The number of first-year EU students at British universities fell by more than half in the previous academic year, official statistics revealed, prompting alarm from academics on Friday.
The “significant decrease” in student numbers was down to Brexit-imposed “changes in fees eligibility”, according to the Higher Education Statistics Agency (Hesa).
EU students now have to pay the more expensive international rate for education rather than the cheaper charge for UK citizens that was required when the UK was in the EU.
Chancellor Jeremy Hunt used a speech on Friday to refute talk of decline in Britain, and promised that Brexit would be the catalyst for a new age of growth in an economy that has increasingly lagged behind its peers.
“Our plan for growth is necessitated, energised and made possible by Brexit,” Mr Hunt said.
In the academic year beginning in autumn 2021, first-year enrolments from students in the EU dropped by 53 per cent, Hesa said.
The number of students from Cyprus, France, Germany, Greece and Italy fell particularly noticeably, the report said.

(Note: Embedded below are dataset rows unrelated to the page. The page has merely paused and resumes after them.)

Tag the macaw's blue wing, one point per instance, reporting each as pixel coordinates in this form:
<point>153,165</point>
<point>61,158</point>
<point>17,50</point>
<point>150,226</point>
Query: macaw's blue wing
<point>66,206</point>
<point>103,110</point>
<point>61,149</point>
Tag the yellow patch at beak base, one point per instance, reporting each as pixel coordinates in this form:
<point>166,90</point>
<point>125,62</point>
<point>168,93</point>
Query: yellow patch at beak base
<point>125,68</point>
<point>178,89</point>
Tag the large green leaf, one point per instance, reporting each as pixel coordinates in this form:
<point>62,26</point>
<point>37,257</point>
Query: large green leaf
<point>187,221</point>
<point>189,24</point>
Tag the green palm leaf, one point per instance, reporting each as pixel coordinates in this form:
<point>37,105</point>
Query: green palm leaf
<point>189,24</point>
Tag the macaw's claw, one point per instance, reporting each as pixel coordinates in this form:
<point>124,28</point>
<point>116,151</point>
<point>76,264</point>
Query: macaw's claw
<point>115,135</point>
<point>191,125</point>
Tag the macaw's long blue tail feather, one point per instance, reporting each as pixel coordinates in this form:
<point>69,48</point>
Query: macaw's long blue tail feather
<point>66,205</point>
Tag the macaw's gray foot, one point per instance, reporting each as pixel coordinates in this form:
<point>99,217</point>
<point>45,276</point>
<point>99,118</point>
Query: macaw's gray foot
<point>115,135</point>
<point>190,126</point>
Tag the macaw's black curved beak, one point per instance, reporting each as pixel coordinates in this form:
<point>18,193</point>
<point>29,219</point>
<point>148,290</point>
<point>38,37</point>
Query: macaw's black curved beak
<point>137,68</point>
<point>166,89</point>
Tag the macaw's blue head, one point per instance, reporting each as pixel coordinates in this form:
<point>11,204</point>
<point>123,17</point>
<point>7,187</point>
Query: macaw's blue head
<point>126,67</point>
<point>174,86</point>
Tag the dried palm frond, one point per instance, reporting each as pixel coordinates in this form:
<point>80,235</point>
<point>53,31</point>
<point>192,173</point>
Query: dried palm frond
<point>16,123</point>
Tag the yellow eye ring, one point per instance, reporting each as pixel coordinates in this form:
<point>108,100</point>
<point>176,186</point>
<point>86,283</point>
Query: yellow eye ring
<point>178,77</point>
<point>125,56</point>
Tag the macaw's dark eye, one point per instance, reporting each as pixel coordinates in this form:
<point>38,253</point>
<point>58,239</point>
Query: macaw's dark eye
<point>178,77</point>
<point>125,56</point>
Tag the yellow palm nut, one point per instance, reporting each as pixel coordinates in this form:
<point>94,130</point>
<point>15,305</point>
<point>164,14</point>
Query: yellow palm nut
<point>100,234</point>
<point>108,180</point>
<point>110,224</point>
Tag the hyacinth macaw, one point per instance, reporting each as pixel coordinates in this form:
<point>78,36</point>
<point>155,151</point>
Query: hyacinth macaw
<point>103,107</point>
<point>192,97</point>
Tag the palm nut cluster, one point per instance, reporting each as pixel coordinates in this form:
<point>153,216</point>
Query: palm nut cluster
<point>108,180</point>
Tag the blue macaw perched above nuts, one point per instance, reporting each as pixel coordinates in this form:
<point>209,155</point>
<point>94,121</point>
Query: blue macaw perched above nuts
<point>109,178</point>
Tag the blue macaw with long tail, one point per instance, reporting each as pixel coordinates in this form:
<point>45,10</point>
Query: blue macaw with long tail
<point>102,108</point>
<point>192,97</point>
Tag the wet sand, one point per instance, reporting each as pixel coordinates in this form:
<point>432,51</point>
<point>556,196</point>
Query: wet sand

Michael Smith, professor in international relations at Aberdeen University, tweeted that this was “such a huge loss for the UK's HigherEd sector, and a totally self-inflicted wound”.
John Gallagher, associate history professor at the University of Leeds, wrote that the figures were “sad news for anyone who thinks universities should be diverse, international, and welcoming”.
Francesca Ciccarelli, professor of cancer genomics at King's College London, tweeted that this “absurd, self-inflicted damage should end soon or UK science will decline rapidly”.
Enrolments of EU-domiciled students fell from 66,680 to 31,400, according to Hesa.
The number of EU students enrolling in undergraduate courses fell most steeply, from nearly 40,000 to just under 15,000.
Overall, the total number of students starting UK courses rose 2 per cent year on year, fuelled by an increase in non-EU students enrolling in postgraduate studies, particularly one-year masters courses.
China sent more students to the UK than any other country.
A 2021 report found that England's universities contributed more than £95 billion ($117 billion) a year to the UK economy, helped by the fees and economic activity generated by foreign students.